Vos lieux de culte Église 29

Lorsque le Fils de l'homme viendra dans sa gloire, avec tous les anges,

il s'assiéra sur son trône de gloire.

Toutes les nations seront assemblées devant lui.

Il séparera les uns d'avec les autres,

comme le berger sépare les brebis d'avec les boucs,

et il mettra les brebis à sa droite, et les boucs à sa gauche.

Alors le roi dira à ceux qui seront à sa droite :

"Venez, vous qui êtes bénis de mon Père ;

recevez en héritage le royaume qui vous a été préparé dès la fondation du monde.

Car j'ai eu faim et vous m'avez donné à manger ;

j'ai eu soif et vous m'avez donné à boire ;

j'étais étranger et vous m'avez recueilli ;

nu et vous m'avez vêtu,

j'étais malade et vous m'avez visité,

j'étais en prison et vous êtes venus vers moi."

Alors les justes lui répondront :

"Seigneur, quand t'avons-nous vu avoir faim, et t'avons-nous donné à manger ;

ou avoir soif, et t'avons-nous donné à boire ?

Quand t'avons-nous vu étranger, et t'avons-nous recueilli ;

ou nu, et t'avons-nous vêtu ?

Quand t'avons-nous vu malade, ou en prison, et sommes-nous allés vers toi ?"

Et le roi leur répondra :

"En vérité, je vous le dis,

dans la mesure où vous avez fait cela à l'un de ces plus petits de mes frères,

c'est à moi que vous l'avez fait."

Ensuite il dira à ceux qui seront à sa gauche :

"Retirez-vous de moi, maudits,

allez dans le feu éternel préparé pour le diable et pour ses anges.

Car j'ai eu faim, et vous ne m'avez pas donné à manger ;

j'ai eu soif, et vous ne m'avez pas donné à boire.

J'étais étranger, et vous ne m'avez pas recueilli ;

nu, et vous ne m'avez pas vêtu ;

malade et en prison, et vous ne m'avez pas visité."

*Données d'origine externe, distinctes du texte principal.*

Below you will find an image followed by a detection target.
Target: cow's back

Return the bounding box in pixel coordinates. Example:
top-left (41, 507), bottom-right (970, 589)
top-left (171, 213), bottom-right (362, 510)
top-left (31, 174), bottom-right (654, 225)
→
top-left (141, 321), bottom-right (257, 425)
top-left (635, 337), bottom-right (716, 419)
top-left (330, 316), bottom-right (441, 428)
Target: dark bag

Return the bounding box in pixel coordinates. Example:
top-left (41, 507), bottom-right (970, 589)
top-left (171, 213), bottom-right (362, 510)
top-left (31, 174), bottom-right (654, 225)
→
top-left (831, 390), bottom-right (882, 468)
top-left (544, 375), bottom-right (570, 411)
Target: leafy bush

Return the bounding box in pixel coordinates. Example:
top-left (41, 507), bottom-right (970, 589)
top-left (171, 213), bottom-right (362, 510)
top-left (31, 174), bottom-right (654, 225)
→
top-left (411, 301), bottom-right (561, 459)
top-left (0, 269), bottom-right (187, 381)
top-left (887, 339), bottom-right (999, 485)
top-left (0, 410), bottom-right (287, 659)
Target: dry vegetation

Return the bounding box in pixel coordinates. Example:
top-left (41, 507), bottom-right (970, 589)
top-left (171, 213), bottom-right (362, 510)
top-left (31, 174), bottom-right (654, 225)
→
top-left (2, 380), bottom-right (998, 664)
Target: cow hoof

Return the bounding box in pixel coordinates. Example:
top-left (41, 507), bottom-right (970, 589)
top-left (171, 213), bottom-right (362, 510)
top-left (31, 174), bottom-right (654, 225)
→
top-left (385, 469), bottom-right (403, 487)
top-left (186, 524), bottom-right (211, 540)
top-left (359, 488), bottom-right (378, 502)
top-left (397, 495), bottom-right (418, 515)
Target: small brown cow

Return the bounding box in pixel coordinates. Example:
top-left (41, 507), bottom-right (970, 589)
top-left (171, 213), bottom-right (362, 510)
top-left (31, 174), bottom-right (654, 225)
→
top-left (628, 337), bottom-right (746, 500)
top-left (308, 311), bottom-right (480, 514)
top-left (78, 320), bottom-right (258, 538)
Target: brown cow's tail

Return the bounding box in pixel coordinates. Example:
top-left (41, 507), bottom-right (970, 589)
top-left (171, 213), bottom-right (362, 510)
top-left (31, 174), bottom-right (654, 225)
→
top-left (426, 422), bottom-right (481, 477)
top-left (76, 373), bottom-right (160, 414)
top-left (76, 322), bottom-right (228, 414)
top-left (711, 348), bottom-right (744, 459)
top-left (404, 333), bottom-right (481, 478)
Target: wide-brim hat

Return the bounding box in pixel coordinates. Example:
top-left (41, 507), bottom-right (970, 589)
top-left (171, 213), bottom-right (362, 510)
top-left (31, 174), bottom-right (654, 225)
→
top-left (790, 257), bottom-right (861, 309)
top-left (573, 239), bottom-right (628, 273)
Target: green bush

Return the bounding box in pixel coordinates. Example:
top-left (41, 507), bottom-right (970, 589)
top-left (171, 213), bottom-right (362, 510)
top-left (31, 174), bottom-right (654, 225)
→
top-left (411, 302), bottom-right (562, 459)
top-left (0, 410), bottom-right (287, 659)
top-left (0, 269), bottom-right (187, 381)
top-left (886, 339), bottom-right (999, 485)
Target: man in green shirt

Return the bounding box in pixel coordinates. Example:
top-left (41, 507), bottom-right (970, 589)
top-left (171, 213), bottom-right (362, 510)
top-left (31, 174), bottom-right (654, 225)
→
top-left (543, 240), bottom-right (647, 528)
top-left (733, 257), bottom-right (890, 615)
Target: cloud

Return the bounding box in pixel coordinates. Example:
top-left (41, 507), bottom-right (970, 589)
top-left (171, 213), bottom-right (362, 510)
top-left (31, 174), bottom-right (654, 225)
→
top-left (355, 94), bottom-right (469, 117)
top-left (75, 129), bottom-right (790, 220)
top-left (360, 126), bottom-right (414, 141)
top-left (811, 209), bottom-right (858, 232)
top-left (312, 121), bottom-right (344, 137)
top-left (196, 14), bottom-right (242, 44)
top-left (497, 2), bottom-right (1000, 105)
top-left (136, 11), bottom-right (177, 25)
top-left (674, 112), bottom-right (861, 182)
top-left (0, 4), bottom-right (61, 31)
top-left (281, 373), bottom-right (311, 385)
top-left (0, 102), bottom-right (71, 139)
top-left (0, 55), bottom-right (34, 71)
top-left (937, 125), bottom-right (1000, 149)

Alors ils répondront eux aussi :

"Seigneur, quand t'avons-nous vu ayant faim ou soif,

étranger, ou nu, ou malade, ou en prison,

et ne t'avons-nous pas rendu service ?"

Alors il leur répondra :

"En vérité, je vous le dis,

dans la mesure où vous n'avez pas fait cela à l'un de ces plus petits,

c'est à moi que vous ne l'avez pas fait."

Et ceux-ci iront au châtiment éternel, mais les justes à la vie éternelle.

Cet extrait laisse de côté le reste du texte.